Contradiction 2: Timeline vs Complexity

Issue: Q18 indicates "Urgent: 2-4 weeks" but several factors suggest this is very aggressive:

  • Q10: Transformation complexity unknown (needs analysis)
  • Q12: Comprehensive monitoring required (significant effort)
  • Q19: Team familiar with tools but "never this way" (learning curve)
  • Q13: Data parity validation testing (time-consuming)

Clarification Question 2

Given the complexity, what is the realistic timeline expectation?

A) 2-4 weeks for MVP (basic pipeline, minimal monitoring, manual validation) B) 4-6 weeks for production-ready (full pipeline, standard monitoring, automated testing) C) 6-8 weeks for comprehensive solution (full pipeline, comprehensive monitoring, complete testing) D) Phased approach: MVP in 2-4 weeks, then iterate to add monitoring/testing E) Other (please describe after Answer: tag below)


Contradiction 3: Performance Requirements

Issue: Q4 says "hourly updates acceptable" but your original request emphasized moving from "nightly full load" to "always delta load" (near real-time).

Clarification Question 3

What is the actual performance requirement for data freshness?

A) Near real-time (< 5 minutes) - process files as they arrive B) Frequent batch (every 15-30 minutes) - scheduled processing C) Hourly batch - acceptable delay for downstream systems D) Flexible - start with hourly, optimize to near real-time later E) Other (please describe after Answer: tag below)


Ambiguity 1: Transformation Complexity Analysis

Issue: Q10 indicates transformation complexity is unknown and needs analysis.

Clarification Question 4

How should we handle the unknown transformation complexity?
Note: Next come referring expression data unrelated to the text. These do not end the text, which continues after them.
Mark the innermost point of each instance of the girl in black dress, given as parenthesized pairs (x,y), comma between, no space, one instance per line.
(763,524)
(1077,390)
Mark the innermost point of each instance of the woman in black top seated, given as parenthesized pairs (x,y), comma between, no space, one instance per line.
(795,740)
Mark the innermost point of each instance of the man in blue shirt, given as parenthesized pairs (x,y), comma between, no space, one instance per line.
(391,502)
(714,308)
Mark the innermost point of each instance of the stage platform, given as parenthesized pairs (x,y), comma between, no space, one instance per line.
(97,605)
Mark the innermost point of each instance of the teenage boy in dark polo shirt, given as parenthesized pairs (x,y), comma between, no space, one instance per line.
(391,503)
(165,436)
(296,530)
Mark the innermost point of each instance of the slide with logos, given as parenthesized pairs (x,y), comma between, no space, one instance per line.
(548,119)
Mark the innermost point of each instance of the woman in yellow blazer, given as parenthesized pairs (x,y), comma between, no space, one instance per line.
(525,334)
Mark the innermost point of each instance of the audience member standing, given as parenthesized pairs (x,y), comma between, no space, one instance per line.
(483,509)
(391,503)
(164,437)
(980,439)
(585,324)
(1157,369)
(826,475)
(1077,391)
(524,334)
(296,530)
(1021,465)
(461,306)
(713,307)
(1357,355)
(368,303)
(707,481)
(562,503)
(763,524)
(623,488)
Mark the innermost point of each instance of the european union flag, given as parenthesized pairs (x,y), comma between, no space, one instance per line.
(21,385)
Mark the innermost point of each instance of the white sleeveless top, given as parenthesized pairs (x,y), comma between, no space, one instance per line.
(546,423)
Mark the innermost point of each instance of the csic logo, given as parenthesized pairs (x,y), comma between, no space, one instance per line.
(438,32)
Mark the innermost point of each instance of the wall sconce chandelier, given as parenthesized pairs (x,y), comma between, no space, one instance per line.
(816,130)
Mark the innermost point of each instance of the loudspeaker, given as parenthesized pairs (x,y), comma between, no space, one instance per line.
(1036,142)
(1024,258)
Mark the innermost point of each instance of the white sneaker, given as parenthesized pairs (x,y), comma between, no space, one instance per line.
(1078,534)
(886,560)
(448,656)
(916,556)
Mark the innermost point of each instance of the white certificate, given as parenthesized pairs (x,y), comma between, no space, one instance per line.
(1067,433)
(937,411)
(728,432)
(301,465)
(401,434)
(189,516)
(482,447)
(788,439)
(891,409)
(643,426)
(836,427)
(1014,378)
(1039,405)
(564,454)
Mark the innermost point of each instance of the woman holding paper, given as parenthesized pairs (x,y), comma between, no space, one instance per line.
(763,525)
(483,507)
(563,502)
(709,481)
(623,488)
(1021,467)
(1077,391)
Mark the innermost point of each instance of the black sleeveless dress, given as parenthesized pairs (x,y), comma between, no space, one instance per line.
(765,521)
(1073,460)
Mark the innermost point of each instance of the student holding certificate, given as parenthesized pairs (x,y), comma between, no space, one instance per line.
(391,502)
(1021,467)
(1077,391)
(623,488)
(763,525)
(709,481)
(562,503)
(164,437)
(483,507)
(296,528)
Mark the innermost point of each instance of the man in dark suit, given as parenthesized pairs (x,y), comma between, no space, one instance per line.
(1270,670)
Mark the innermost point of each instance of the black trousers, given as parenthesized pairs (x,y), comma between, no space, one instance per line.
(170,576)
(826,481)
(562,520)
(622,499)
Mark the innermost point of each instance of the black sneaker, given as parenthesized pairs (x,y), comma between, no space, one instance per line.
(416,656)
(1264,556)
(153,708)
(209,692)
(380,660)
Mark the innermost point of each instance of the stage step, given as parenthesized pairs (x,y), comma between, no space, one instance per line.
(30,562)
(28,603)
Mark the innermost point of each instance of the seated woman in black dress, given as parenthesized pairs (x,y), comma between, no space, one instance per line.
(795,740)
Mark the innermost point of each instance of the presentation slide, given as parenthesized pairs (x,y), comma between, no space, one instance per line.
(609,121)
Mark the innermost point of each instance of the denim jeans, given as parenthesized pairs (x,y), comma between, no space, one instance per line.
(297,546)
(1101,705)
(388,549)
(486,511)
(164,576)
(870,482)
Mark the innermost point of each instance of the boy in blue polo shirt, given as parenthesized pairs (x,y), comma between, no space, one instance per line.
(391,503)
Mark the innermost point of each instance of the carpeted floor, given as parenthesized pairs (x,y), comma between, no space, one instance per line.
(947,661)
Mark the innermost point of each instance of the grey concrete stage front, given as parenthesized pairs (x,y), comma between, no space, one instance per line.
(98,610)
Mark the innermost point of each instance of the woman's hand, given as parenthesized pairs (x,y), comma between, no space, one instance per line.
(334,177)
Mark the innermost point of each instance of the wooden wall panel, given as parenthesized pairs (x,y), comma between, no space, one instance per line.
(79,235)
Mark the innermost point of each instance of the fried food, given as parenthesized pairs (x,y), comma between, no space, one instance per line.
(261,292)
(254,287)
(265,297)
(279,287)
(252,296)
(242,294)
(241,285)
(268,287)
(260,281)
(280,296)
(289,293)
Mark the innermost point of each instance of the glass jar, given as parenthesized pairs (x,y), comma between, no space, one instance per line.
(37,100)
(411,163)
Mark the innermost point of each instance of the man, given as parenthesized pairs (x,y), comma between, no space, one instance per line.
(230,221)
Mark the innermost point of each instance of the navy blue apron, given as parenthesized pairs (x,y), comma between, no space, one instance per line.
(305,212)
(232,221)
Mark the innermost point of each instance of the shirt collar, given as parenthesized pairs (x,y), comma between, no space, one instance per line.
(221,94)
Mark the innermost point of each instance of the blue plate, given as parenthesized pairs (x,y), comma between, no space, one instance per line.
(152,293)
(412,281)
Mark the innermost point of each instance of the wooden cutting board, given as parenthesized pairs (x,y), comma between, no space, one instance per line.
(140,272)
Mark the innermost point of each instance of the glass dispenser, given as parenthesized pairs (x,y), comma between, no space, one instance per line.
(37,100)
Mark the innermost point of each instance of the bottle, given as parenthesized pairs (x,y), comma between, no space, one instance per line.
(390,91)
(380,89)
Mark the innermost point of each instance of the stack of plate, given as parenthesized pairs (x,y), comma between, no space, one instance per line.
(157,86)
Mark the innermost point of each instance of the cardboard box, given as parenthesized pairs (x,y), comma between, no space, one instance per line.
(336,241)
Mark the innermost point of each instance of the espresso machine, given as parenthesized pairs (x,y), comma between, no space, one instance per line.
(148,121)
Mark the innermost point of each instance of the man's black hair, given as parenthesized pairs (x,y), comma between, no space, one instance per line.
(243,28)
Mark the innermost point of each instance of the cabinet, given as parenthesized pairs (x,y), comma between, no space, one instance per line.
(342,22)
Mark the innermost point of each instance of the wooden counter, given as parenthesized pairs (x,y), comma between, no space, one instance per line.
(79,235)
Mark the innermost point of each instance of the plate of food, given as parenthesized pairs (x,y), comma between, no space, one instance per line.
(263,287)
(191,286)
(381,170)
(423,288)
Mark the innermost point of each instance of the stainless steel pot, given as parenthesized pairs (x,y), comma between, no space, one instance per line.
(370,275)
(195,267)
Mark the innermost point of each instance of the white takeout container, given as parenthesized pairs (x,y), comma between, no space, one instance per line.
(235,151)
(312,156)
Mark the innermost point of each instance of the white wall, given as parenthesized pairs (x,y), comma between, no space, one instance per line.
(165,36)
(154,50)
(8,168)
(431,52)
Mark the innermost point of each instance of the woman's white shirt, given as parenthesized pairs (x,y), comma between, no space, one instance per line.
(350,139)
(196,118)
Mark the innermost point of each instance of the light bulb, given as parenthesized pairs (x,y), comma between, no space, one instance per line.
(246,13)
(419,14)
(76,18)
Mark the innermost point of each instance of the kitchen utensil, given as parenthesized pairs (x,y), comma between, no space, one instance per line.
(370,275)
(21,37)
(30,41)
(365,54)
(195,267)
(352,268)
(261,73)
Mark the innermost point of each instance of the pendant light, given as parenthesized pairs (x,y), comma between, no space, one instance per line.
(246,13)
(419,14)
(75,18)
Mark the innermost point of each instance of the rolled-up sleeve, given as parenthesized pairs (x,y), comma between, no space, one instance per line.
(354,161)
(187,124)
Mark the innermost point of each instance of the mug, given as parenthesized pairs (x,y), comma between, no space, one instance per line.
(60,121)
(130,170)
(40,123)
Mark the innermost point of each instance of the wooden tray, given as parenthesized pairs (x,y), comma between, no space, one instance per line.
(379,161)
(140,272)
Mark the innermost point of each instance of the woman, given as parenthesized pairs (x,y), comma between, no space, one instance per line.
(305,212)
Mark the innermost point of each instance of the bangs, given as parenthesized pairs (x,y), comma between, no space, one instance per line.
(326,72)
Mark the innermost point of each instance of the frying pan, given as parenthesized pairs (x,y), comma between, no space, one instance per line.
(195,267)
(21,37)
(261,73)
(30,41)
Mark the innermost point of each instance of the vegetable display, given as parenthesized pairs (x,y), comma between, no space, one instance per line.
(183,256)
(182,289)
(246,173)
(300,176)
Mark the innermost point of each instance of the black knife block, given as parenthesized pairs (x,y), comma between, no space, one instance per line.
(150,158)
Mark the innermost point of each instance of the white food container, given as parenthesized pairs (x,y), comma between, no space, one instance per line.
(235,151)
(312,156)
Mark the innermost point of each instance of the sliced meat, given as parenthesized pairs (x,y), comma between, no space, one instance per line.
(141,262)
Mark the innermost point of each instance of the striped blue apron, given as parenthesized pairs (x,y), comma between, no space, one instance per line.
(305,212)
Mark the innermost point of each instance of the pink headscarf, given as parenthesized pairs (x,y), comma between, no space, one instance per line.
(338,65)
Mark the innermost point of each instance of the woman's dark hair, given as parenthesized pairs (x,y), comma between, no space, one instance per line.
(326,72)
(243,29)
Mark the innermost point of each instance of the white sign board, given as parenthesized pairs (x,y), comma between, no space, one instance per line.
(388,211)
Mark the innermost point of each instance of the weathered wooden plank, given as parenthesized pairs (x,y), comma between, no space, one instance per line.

A) Provide Blower schema now, analyze transformations before design phase B) Start with simple 1:1 mapping, iterate based on downstream system feedback C) Reverse engineer current Blower PHP transformations to understand logic D) Work with downstream teams to define required transformations E) Other (please describe after Answer: tag below)


Ambiguity 2: Monitoring Scope vs Timeline

Issue: Q12 requests comprehensive monitoring but Q18 has urgent 2-4 week timeline.

Clarification Question 5

What monitoring capabilities are required for initial launch vs future iterations?

A) MVP: Basic Airflow task monitoring only B) MVP: Airflow monitoring + data quality checks (record counts, schema validation) C) MVP: Full comprehensive monitoring (metrics, logs, traces, SLAs) D) Phased: Start with basic, add comprehensive monitoring in phase 2 E) Other (please describe after Answer: tag below)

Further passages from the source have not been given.